Por una tradición que se pierde en el tiempo, el primer jueves después de Pentecostés se celebra en la Iglesia la función sacerdotal de Cristo, quien ofreciéndose a sí mismo se constituye en Sumo y Eterno Sacerdote.
Es verdad que Cristo nunca se proclamó a sí mismo como sacerdote, no tenía ningún título y no ejerció en el Templo de Jerusalén, pero también es verdad que todas las funciones del sacerdocio las realizó de una manera plena con su vida y con su palabra: Santificar, ofrecer sacrificio, purificar.
Es muy clara su función de santificar, que es la de todo sacerdote durante todo su ministerio, desde la unción en la sinagoga hasta la muerte en cruz, con los mensajes de paz que nos ofrece el resucitado.
Jesús ofrece el sacrificio pleno de presentarse a sí mismo como víctima y sacerdote. Establece la Alianza que une en comunión a los hombres con Dios y que realiza perfectamente la misión del sacerdote: ser puente entre los hombres y Dios, y establecer esa relación entre la humanidad y su Señor.

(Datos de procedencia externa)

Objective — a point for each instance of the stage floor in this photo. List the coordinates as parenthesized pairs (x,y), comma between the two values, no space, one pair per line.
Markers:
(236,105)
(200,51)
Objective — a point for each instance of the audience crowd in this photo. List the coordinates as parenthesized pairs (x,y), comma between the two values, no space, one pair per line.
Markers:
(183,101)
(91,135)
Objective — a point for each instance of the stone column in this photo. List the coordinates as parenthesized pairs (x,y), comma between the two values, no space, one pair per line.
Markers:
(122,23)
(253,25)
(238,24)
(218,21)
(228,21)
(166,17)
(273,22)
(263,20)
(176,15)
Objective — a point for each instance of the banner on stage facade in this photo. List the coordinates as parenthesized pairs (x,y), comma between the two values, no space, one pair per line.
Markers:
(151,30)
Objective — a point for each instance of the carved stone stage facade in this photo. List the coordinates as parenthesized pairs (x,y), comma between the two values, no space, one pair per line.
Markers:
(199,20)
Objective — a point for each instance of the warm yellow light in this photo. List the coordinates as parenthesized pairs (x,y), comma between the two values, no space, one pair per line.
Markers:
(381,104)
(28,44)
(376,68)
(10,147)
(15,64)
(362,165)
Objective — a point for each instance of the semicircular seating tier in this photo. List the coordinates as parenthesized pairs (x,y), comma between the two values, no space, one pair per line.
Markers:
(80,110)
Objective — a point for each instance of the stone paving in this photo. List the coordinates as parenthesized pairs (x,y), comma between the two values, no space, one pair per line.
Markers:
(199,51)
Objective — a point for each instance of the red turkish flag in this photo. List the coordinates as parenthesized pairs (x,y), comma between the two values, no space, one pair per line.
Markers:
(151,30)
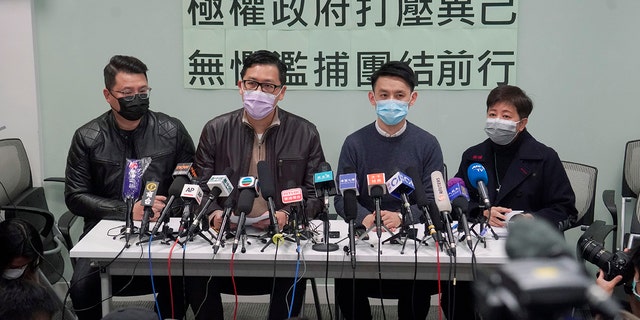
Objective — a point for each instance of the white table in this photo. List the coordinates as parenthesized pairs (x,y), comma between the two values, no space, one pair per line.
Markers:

No son los sacrificios rituales que a menudo se ofrecían en el Templo y que terminaban perdiendo su sentido al convertirse en puros ritos sin interioridad. Es la vida ofrecida en sacrificio. Un sacrificio que otorga perdón, reconciliación y vida nueva.
Jesús en la última cena, aparece como el sacerdote de la Nueva Alianza, sellada con su sangre para la salvación de todos.
Hoy podemos contemplar, alabar y agradecer Jesús por ser sacerdote. Pero también es un día muy propicio para descubrir en cada uno de nosotros, cómo por el bautismo fuimos constituidos sacerdotes en unión con Jesús.
También nosotros tenemos la misión de llevar todas las cosas a su perfección y a su santidad; también nosotros debemos ofrecer el sacrificio de reconciliación y de vida.
Que este día, todos y cada uno de nosotros, recordemos esa misión a la que nos invita a participar Jesús: ser sacerdotes juntamente con Él.